First, though, we’ve got this weekend’s rain. It’s got nothing to do with anything tropical and everything to do with an upper trough that’ll drive a cold front into the area on Friday. We start the day rain-free, which will help temperatures warm into the mid-to-upper 80s, but that’ll change as we head into the afternoon as the front draws closer to the area. High-resolution guidance indicates generally scattered to numerous showers and thunderstorms moving from south to north across the area with periods of heavy rain possible at times. We’ll keep this going into Saturday as the front slowly crosses the area and stalls out just offshore, with the potential for isolated bouts of heavy rain. A Marginal Risk of excessive rainfall is in place across the area for Saturday and continues into Sunday with the stalled front and continued feed of moisture keeping scattered to numerous storms in the forecast, especially with daytime heating in the afternoons.

Tropics: Watching 94L closely for potential early-to-mid-week impacts

The main weather headline today, though, has been the tropical disturbance known as Invest 94L. It is getting better organized this evening, and should become a tropical cyclone before too much longer. NHC gives it an 80% chance to develop in the next two days, and a 90% chance to develop within the next seven. Model guidance is unanimous at this point in developing a tropical cyclone from 94L, but much uncertainty remains as far as the upper-air setup and the storm’s interaction with Tropical Storm Humberto, which is expected to become a major hurricane in the next few days but not directly affect any landmasses.

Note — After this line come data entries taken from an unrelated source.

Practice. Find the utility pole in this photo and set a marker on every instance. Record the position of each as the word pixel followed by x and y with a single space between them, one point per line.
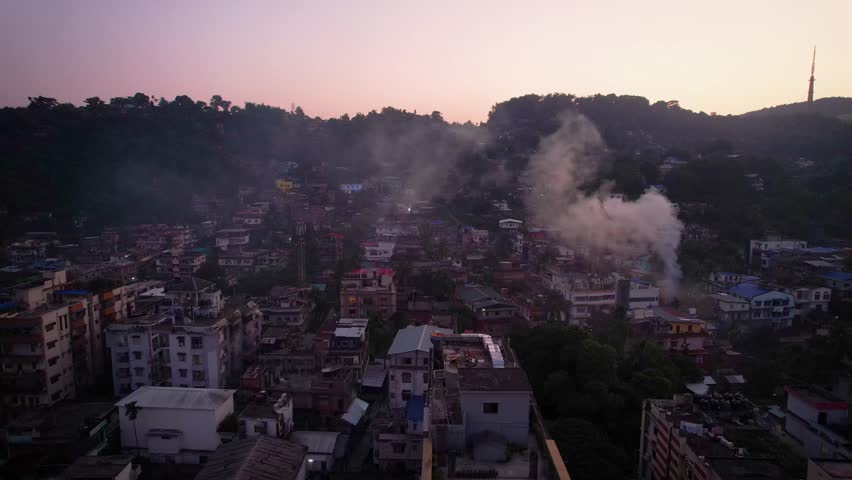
pixel 300 252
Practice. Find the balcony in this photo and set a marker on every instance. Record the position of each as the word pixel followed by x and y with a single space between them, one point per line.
pixel 78 322
pixel 33 382
pixel 22 339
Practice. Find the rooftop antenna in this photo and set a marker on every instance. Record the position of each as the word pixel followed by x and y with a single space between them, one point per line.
pixel 811 81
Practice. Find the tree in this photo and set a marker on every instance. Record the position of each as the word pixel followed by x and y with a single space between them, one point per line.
pixel 42 103
pixel 131 410
pixel 217 103
pixel 94 104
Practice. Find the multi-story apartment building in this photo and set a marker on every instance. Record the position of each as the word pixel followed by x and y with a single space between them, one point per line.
pixel 377 251
pixel 730 310
pixel 180 263
pixel 681 333
pixel 45 341
pixel 840 284
pixel 636 294
pixel 37 358
pixel 772 244
pixel 348 346
pixel 809 298
pixel 156 238
pixel 184 336
pixel 766 307
pixel 410 363
pixel 174 425
pixel 699 437
pixel 232 238
pixel 368 291
pixel 494 314
pixel 819 421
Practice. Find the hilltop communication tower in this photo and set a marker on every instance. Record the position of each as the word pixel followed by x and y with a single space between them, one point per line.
pixel 811 81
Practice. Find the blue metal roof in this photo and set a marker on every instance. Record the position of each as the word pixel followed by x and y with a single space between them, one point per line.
pixel 747 290
pixel 414 408
pixel 821 250
pixel 837 276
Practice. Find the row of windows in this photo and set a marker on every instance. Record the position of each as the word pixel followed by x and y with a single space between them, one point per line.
pixel 407 377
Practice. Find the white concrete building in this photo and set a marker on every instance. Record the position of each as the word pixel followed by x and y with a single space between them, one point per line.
pixel 510 224
pixel 323 449
pixel 731 310
pixel 232 237
pixel 819 421
pixel 378 251
pixel 272 419
pixel 756 247
pixel 410 360
pixel 174 425
pixel 183 338
pixel 766 307
pixel 810 298
pixel 636 294
pixel 495 400
pixel 110 467
pixel 351 187
pixel 840 284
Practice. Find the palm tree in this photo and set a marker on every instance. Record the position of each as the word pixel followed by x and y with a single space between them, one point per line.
pixel 132 411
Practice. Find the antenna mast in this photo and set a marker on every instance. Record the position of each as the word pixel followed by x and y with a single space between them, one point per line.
pixel 811 81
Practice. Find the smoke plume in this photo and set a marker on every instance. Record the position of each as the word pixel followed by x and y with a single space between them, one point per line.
pixel 566 162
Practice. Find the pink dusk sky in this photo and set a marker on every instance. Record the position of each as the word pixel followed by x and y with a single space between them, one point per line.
pixel 458 57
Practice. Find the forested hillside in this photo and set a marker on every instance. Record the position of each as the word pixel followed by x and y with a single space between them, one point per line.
pixel 135 159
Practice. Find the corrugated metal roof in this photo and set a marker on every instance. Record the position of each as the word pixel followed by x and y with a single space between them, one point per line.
pixel 837 276
pixel 414 408
pixel 177 398
pixel 374 376
pixel 747 290
pixel 355 412
pixel 257 458
pixel 317 442
pixel 411 339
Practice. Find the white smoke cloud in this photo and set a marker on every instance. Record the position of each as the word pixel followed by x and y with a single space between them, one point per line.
pixel 569 160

The reason we in the weather enterprise are starting to sound the alarm a bit today is that when this does form, we may only have a couple days of lead time before we could begin to feel impacts along the Southeast Coast. Where those impacts take place and how strong those impacts are remains very much in question, and will all be governed by the complexities of the upper-level trough (which may become cut off and meander to our west, helping to steer the storm closer to the coast) as well as how close and strong Humberto ultimately becomes, which will have impacts on how much shear 94L’s tropical cyclone will have to endure to stay organized and strengthen. (Generally speaking, the less shear working on the system, the better organized — and thus stronger — it becomes.)

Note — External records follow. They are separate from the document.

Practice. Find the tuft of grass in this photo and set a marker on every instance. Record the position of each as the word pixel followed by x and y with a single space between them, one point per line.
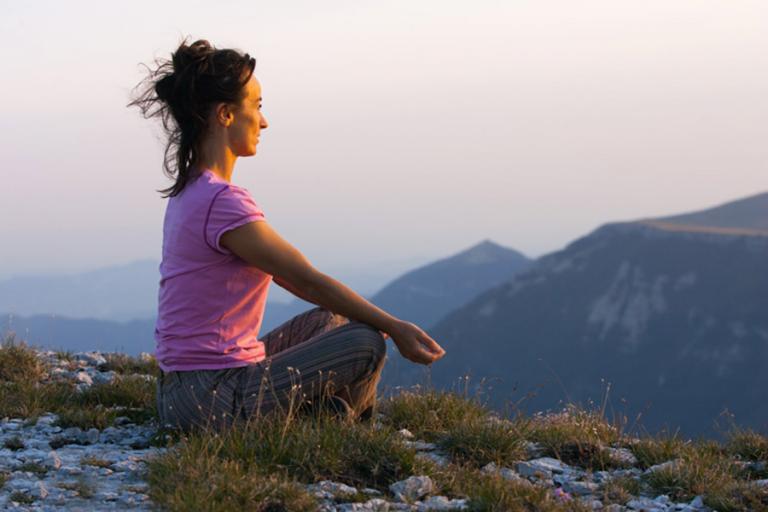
pixel 33 467
pixel 576 436
pixel 99 405
pixel 655 450
pixel 705 468
pixel 221 485
pixel 430 414
pixel 128 365
pixel 14 443
pixel 620 490
pixel 747 444
pixel 477 442
pixel 22 497
pixel 81 486
pixel 19 362
pixel 492 493
pixel 94 461
pixel 65 355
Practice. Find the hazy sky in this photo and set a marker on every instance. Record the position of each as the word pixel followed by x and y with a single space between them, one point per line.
pixel 399 130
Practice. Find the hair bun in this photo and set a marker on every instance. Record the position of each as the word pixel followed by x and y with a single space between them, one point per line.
pixel 196 54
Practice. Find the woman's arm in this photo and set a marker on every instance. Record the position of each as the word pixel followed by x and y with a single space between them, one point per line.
pixel 259 245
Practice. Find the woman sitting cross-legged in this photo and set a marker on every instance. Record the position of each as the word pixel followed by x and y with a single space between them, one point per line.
pixel 219 256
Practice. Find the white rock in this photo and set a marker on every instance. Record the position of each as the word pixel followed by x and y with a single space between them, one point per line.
pixel 545 465
pixel 580 488
pixel 412 488
pixel 436 457
pixel 82 377
pixel 405 433
pixel 420 445
pixel 441 503
pixel 335 489
pixel 52 460
pixel 664 465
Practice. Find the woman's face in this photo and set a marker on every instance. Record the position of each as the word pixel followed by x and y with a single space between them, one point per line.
pixel 248 121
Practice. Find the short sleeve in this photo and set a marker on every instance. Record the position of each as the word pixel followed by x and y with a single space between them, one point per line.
pixel 231 207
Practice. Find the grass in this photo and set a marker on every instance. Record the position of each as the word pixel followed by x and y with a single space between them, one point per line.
pixel 33 467
pixel 22 497
pixel 24 393
pixel 576 436
pixel 705 468
pixel 83 488
pixel 265 465
pixel 128 365
pixel 94 461
pixel 620 490
pixel 14 443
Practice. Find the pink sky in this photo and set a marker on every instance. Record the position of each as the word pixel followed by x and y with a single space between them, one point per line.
pixel 397 131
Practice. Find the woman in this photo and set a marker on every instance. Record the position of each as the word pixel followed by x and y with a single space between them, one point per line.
pixel 219 256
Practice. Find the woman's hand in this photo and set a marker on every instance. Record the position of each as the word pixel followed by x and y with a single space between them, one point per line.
pixel 414 344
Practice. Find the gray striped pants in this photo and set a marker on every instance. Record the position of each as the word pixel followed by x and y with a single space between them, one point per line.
pixel 315 352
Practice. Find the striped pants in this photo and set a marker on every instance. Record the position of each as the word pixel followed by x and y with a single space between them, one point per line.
pixel 314 353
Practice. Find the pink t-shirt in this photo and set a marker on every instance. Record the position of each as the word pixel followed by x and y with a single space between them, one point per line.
pixel 210 302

Track guidance has shown unusually good — but certainly not unanimous — agreement today in steering this storm into the Carolina coast sometime late Monday into Tuesday. (Which Carolina is very much up in the air; track guidance has corrected a little east after a big shift west this morning.) However, this has the potential to still change quite a bit between now and then as the models can struggle, sometimes mightily, with storms that haven’t formed yet. This can cause some big swings in model solutions at times. Hurricane Hunter flights as well as six-hourly soundings from NWS offices across the eastern half of the continental US will help the models get more observational data to work with, which should yield a more accurate forecast once the center develops. We’ll be looking for consistency between different models as well as run-to-run consistency within each model to improve confidence in the forecast over the next few days.

For now, we can expect an uptick in surf, rip currents, and perhaps some coastal flooding concerns as we get into next week — pretty much a given with Humberto, much less 94L, out there. More specific impacts such as winds, rainfall, tornadoes, and storm surge are much less certain at this point, but are things that some of us may contend with next week. So, take advantage of the next few days to ensure your hurricane kit is stocked and ready to go, you’ve reviewed your emergency plan, and are aware of your evacuation zone in the as-yet-unlikely event of an evacuation. Do these things while monitoring trustworthy sources of information over the next few days and you’ll be just fine.